When the forward voltage is applied to the PN junction:
1.Low resistance
Large forward diffusion current
When reverse voltage is applied to the PN junction:
High resistance
Very small reverse drift current

Unidirectional conductivity of PN junction:
When the reverse voltage of the PN junction increases to a certain value, the reverse current suddenly increases rapidly. This phenomenon is called reverse breakdown of the PN junction. Thermal breakdown is irreversible. Both Zener breakdown and avalanche breakdown are electrical breakdowns, which are reversible.

RGB LED Diode parameters:
1. The maximum rectified current IF refers to the maximum forward average current allowed to flow through the diode when it is used for a long time.

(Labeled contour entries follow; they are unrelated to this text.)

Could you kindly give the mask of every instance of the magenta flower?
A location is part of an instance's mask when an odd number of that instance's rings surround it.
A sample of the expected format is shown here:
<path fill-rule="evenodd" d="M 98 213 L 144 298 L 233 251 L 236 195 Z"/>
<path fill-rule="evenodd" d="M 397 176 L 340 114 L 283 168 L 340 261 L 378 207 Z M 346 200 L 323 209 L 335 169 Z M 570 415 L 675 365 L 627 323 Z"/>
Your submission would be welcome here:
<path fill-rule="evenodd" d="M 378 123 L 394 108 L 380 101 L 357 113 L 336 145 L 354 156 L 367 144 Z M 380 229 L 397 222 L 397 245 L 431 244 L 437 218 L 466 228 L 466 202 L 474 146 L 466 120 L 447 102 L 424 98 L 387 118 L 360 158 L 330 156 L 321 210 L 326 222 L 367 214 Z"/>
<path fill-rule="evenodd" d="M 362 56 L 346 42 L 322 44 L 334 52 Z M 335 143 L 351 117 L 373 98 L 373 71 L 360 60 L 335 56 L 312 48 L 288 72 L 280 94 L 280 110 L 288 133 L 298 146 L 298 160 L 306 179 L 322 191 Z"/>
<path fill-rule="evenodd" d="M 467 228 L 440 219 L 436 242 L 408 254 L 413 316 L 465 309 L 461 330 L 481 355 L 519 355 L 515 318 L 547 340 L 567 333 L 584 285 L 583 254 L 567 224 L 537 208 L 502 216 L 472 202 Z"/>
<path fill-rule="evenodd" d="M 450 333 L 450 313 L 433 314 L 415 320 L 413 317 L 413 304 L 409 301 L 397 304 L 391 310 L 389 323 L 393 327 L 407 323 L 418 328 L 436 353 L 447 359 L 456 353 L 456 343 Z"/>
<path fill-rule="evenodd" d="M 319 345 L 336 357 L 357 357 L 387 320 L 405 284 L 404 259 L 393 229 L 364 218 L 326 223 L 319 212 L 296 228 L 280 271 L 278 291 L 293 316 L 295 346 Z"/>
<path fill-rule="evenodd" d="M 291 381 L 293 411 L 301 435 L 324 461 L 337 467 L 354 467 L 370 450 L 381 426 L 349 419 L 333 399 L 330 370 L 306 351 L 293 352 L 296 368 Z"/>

2. The reverse breakdown voltage VBR and the maximum reverse working voltage VRM refer to the voltage value when the diode reverse breakdown. The reverse current increases sharply during breakdown, and the unidirectional conductivity of the diode is destroyed or even overheated and burned out.
3. The reverse current IR is the reverse current when the diode plus reverse peak working voltage. The large reverse current indicates that the tube has poor unidirectional conductivity, so the smaller the reverse current, the better. Reverse current is affected by temperature. The higher the temperature, the greater the reverse current.